Reputation: 319
I was using foreach to do parallel compuation in R,
no_cores <- detectCores()
registerDoParallel(no_cores)
temp <- foreach(i=320:530,
.combine = rbind) %dopar% {
track(data = data[i,], para = currenttime)
}
but I realised that some CPU cores were not being utilised, let alone full used.
Are there some setting I missed? Are there some solutions I think about improving usage rate to speed up the running?
Upvotes: 1
Views: 1874
Reputation: 19667
Some thoughts on this:
You may only have 4 physical cores but 8 logical cores because hyperthreading is enabled on your computer. Your problem may only be able to make good use of 4 cores. If so, you might be getting worse performance by starting 8 workers. In that case, it may be better to use:
no_cores <- detectCores(logical=FALSE)
track
may not be very compute intensive, possibly due to excessive I/O or memory operations, causing it to not use much CPU time.
If track
is CPU intensive but doesn't take much time to execute (less than a millisecond, for example), the master process may become a bottleneck, especially if track
returns a lot of data.
Possible solutions:
Verify that your computer has enough memory to support the workers that you start by using your computer's process monitoring tools. If necessary, reduce the number of workers to stay within your resources.
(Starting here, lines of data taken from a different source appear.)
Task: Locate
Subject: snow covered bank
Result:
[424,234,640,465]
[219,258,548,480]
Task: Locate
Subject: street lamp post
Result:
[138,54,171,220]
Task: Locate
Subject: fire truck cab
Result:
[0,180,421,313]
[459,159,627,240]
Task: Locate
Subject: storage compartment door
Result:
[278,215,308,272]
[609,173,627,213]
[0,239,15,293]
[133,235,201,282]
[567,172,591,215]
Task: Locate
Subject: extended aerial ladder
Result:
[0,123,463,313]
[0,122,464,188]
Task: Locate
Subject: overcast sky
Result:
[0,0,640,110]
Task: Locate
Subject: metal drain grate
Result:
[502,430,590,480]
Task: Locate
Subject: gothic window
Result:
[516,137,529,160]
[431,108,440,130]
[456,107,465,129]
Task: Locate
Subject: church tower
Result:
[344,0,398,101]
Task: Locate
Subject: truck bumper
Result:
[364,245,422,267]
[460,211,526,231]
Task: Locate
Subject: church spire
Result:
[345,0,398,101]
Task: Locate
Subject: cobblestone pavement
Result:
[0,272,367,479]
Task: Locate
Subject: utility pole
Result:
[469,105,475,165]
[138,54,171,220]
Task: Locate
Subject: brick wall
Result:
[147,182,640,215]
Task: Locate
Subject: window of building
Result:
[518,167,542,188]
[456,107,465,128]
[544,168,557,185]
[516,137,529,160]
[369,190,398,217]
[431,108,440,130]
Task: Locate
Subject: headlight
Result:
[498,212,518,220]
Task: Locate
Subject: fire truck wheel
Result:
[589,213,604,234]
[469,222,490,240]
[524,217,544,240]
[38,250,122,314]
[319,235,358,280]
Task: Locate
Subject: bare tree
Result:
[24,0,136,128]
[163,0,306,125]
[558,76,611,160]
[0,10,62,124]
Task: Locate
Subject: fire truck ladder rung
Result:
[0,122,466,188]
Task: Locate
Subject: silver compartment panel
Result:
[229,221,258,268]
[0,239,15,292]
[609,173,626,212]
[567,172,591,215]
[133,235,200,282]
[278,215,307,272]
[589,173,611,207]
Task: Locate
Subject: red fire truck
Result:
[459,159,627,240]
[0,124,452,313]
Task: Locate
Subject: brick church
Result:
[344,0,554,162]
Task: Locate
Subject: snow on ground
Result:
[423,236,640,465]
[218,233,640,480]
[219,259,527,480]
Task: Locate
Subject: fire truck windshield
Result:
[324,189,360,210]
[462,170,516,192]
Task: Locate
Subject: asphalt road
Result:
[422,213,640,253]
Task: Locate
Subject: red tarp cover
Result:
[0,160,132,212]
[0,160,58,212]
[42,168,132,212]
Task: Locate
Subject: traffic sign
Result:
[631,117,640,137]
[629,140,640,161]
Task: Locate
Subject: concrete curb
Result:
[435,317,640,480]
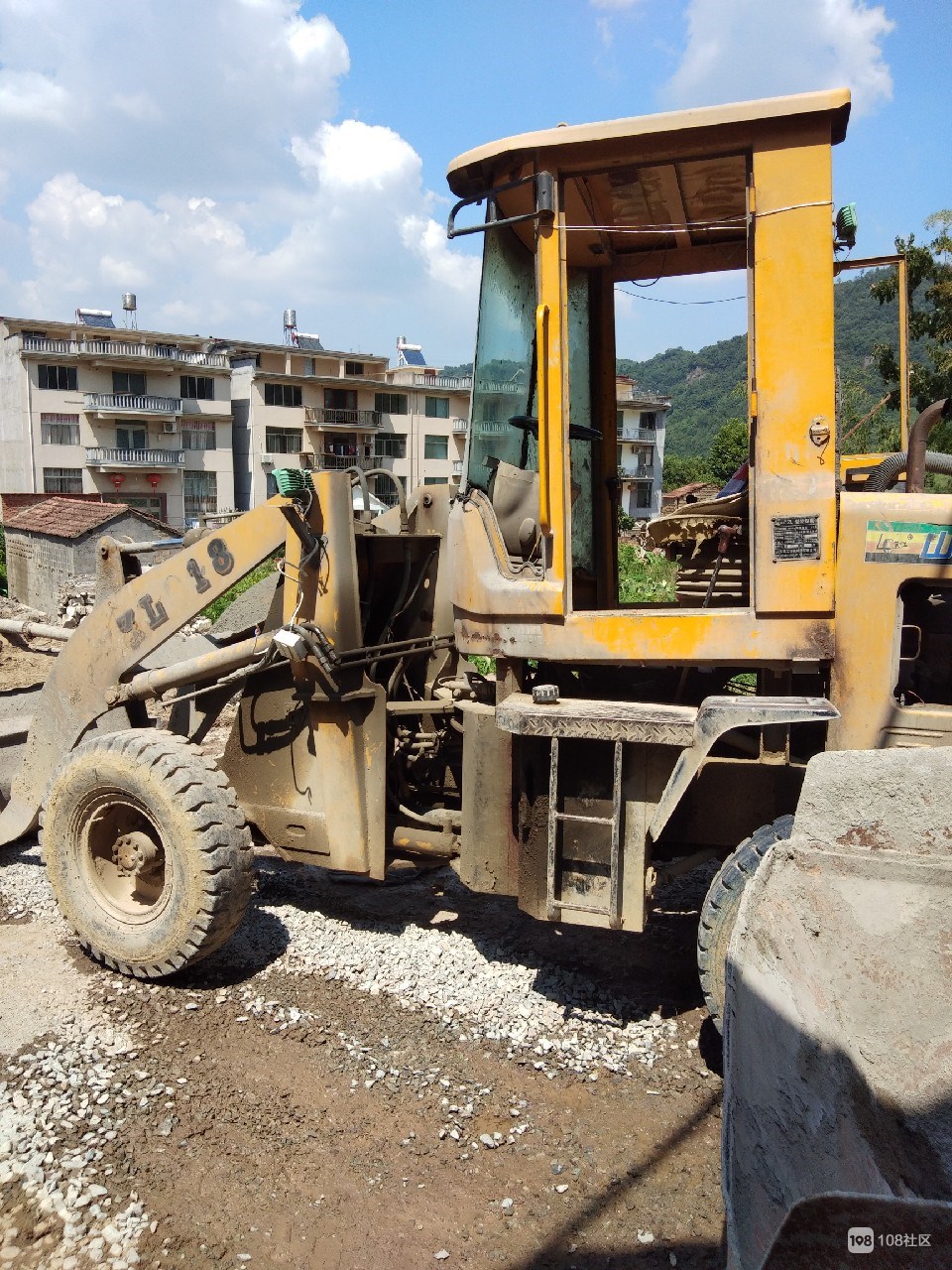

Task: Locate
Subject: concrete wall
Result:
[6,514,176,617]
[0,325,36,493]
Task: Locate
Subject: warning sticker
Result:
[772,516,820,560]
[866,521,952,564]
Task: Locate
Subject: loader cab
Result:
[448,90,849,666]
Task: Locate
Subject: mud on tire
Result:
[41,730,253,979]
[697,816,793,1031]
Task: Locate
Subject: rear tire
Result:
[697,816,793,1031]
[41,730,253,979]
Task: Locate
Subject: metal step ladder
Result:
[547,736,622,931]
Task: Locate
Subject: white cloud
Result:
[0,0,477,361]
[0,67,69,126]
[663,0,894,114]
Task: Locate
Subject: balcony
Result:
[23,335,228,371]
[86,445,185,471]
[618,428,657,441]
[317,454,380,472]
[413,375,472,393]
[82,393,181,418]
[304,405,380,432]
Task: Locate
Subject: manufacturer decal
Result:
[866,521,952,564]
[771,516,820,562]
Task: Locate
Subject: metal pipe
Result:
[906,398,952,494]
[118,634,272,704]
[118,539,184,555]
[0,617,72,643]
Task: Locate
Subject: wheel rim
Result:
[73,790,173,925]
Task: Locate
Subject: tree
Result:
[870,209,952,419]
[707,419,750,484]
[662,454,711,493]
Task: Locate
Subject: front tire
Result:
[697,816,793,1031]
[41,730,253,979]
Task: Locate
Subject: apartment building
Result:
[377,335,472,500]
[228,322,470,509]
[615,375,671,521]
[0,311,235,526]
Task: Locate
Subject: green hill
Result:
[443,271,923,457]
[618,273,916,457]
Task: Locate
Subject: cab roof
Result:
[447,89,849,198]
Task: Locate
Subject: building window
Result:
[264,384,300,405]
[373,476,398,507]
[377,432,407,458]
[373,393,407,414]
[37,366,76,393]
[182,472,218,521]
[115,428,149,449]
[181,419,216,449]
[44,467,82,494]
[40,414,78,445]
[178,375,214,401]
[264,428,304,454]
[323,389,357,410]
[113,371,146,396]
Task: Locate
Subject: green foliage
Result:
[618,543,678,604]
[870,209,952,449]
[661,453,713,493]
[617,271,932,464]
[707,419,750,485]
[202,557,277,622]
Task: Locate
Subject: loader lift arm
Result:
[0,495,291,845]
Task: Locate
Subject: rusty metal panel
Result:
[221,667,386,879]
[454,701,518,895]
[750,136,837,613]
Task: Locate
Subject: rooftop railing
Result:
[413,375,472,393]
[304,405,380,428]
[23,335,228,371]
[86,445,185,467]
[82,393,181,414]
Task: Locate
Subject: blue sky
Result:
[0,0,952,364]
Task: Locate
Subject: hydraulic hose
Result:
[863,449,952,494]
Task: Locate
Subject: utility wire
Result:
[615,287,747,305]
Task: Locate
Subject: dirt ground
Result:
[0,648,724,1270]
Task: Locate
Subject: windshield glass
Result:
[467,226,538,491]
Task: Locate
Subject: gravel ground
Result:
[0,844,721,1270]
[0,652,722,1270]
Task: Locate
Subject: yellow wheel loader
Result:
[0,90,952,1249]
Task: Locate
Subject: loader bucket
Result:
[722,749,952,1270]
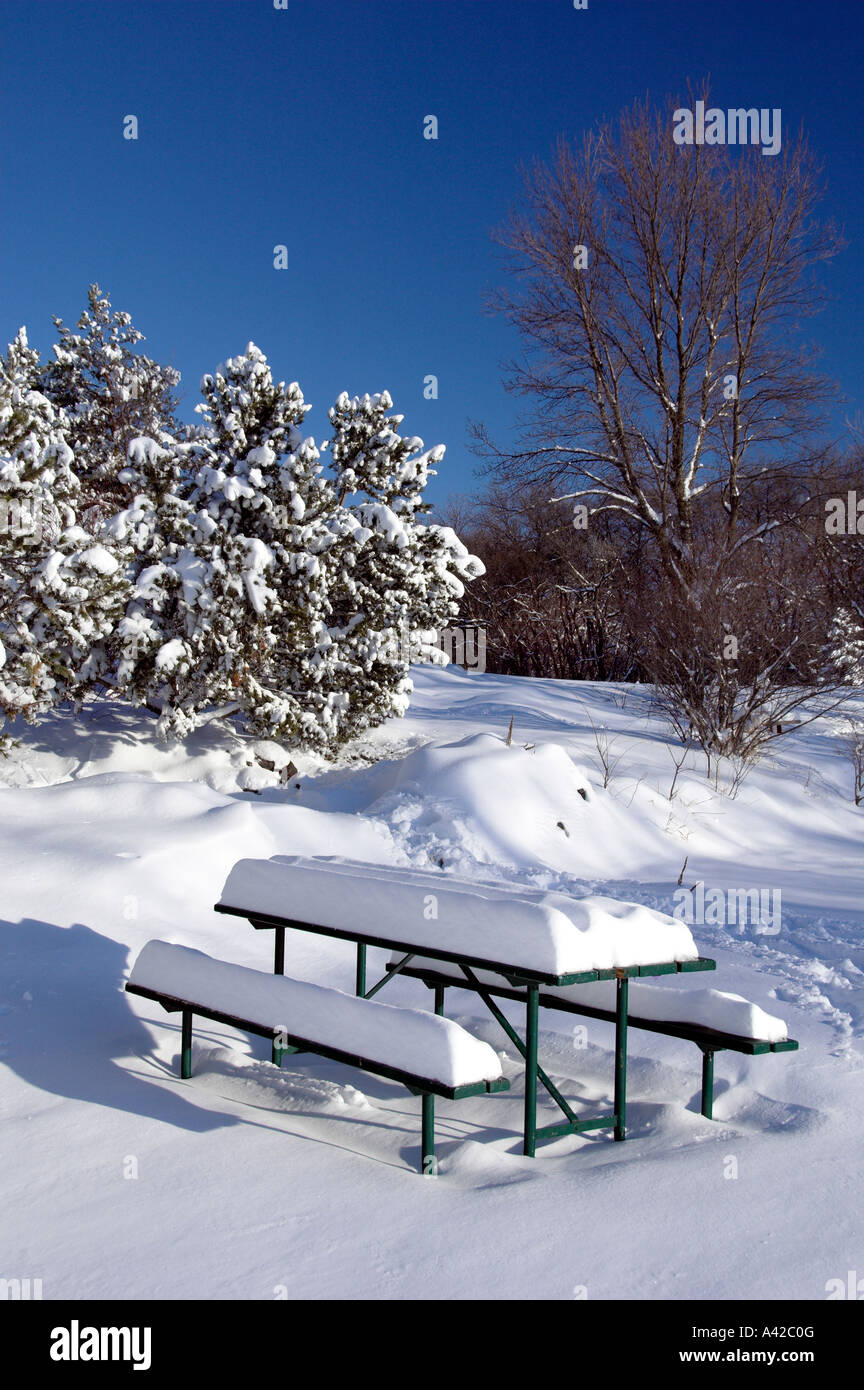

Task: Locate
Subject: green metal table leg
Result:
[701,1047,714,1120]
[419,1093,438,1177]
[181,1009,192,1081]
[522,984,540,1158]
[615,974,631,1140]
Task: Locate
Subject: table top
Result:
[215,902,715,986]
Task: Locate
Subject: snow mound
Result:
[363,733,665,877]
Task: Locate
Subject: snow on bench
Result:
[556,981,789,1043]
[389,956,797,1119]
[217,855,699,981]
[126,941,501,1090]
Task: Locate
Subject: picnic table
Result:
[215,855,715,1156]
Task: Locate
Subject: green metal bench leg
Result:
[419,1091,438,1177]
[181,1009,192,1081]
[615,974,631,1140]
[522,984,540,1158]
[701,1047,714,1120]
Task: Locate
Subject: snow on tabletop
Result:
[129,941,501,1086]
[221,855,699,976]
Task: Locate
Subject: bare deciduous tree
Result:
[475,92,840,753]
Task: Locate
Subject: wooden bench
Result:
[126,941,510,1176]
[401,958,799,1120]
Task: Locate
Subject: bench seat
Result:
[389,956,799,1119]
[126,941,508,1173]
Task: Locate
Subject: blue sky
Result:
[0,0,864,502]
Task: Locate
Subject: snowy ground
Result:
[0,670,864,1300]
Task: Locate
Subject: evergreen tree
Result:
[40,285,179,523]
[325,392,483,741]
[0,329,124,720]
[119,343,338,746]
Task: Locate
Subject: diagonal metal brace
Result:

You might get better results by using chunking techniques so there is only one task per worker. This makes the workers more efficient and reduces the post-processing done by the master.
Try experimenting with foreach
options such as .maxcombine
. Setting it to be greater than the number of tasks may help.
Combining the results by row isn't as efficient as combining by column, but this may not be a problem if you're chunking.
Upvotes: 2